The Decline of StackOverflow

36    06 Jul 2015 13:58 by u/askl56

10 comments

8

I don't know if I'd call these folks "trolls," because the goal of a troll is to intentionally anger someone else. These folks are just douches and, honestly, are the reason why I've never contributed (only lurked) SO when I needed programming help.

3

I completely agree with this article. Not so much with the headline. I dont' think StackOverflow is going anywhere, but it has a lot of problems as mentioned.

4

it's frustrating to look up a specific question and 3/4 of the responses are people complaining it wasn't asked 'properly' or people complaining about other answers.

3

I very much agree on people complaining about other answers. I hate in when questions get marked as duplicates, and the linked "duplicate" is 3-5 years old. New patterns and best practices emerge, new language features are implemented; the programming environment is always changing. The right answer for 3-5 years ago isn't necessarily the right answer for now. Old questions should occasionally be revisited.

1

I'd argue that old questions shouldn't just occasionally be revisited, but often if you can. My team at work is looking at code we were super proud of 6 months ago and now we are ripping it out to replace it with something much better.
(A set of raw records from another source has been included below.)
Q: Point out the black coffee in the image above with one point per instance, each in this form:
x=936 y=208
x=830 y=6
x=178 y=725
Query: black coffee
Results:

Getting different eyes on a problem along with that new tech or new ideas can make us all much better programmers and engineers.

1

Seems to mirror reddit in some ways, particularly the authoritarian moderatorship.

1

Nowadays I'd be a better choice to submit something like a question or asking of critique to a site like CSS-Tricks (they do JS too, don't let the name fool you :P)

1

The number one thing I hate is when the first comment is "read the documentation". I noticed "Oracle people" do this A LOT. Questions related to .NET or other MS technology seems to be a lot friendly in my experience. It could be bias.

-1

Never had a problem using the site. But I do have nearly 400 answered questions. I really think it down to a few people who monitor specific tags that think they own them. But as a programmer you will need to learn to search for answers before posting your questions. SO is not a place to begin when you want a tutorial, SO is a place to get an answer to specific problems you might face while doing XYZ.

If you want a tutorial there are numerous other sites you can use. However, if you want an answer to a problem you're facing while lets say programming a FPGA, someone on SO probably had the same problem in the past and has already solved it for you. This is why contributing to SO is so important.